NN north of Bertrand 12-03-2015Getting back to the original subject of the tree photo at the top of the page: Warriorette Shari, my old high school girlfriend (briefly, by her choice), and I were hammer down on NN north of where I took the silo picture when I smoked the brakes and did a sliding U-turn. Shari didn’t say a word, even when I pulled off on the side of the road and jumped out.

I had spotted a farm pond that was perfectly smooth and picking up the reflection of trees backlit by the setting sun. It captured the feel of The Bootheel for me: the endless flat ground, the green crops, the trees and buildings way off in the distance.

When I crawled back in the car, I tried to explain my philosophy of “Shoot It When You See It” because I was losing the reflections of the trees in the three or four minutes it took me to get turned around and start making exposures.

This old tree standing sentinel in the field has the same feel as the pond photo, but I like the reflections better in the first shot.

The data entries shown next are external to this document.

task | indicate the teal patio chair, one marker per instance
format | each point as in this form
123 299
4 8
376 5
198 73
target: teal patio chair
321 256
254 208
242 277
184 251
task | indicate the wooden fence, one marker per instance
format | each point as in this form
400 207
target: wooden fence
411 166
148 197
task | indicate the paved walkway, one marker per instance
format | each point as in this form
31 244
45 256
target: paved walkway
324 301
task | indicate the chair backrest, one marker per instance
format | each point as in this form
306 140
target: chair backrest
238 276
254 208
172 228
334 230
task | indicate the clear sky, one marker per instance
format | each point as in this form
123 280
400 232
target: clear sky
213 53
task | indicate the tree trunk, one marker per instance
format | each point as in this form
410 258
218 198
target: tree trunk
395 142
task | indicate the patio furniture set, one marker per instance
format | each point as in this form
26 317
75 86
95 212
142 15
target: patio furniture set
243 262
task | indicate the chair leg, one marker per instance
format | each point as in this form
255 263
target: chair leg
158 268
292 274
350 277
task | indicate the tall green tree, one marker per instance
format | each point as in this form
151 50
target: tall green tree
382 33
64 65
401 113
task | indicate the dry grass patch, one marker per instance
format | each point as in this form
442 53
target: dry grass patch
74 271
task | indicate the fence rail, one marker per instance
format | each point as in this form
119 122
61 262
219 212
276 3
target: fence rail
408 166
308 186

I almost always use a circular polarizing filter on my lens to protect it, reduce reflections and make skies more dramatic. Depending on the angle of the light, sometimes it doesn’t work at all or, like here, it causes part of the sky to be a different shade, which bothers me.

Why Does Silo Have Holes?

Silo north of Bertrand on NN 0 W Granite Rd 12-05-2015Road Warriorette Shari and I cruised Scott and Mississippi counties looking for photos to illustrate my Bootheel project. Late in the afternoon, when everything took on a golden glow, we spotted this silo on CR NN near West Granite Road north or Bertrand.

The recent cold nights must have killed whatever foliage had attached itself to the structure.

My silo ignorance is showing

Silo north of Bertrand on NN 0 W Granite Rd 12-05-2015One of the problems with documenting an agricultural area is that I know practically nothing about farming.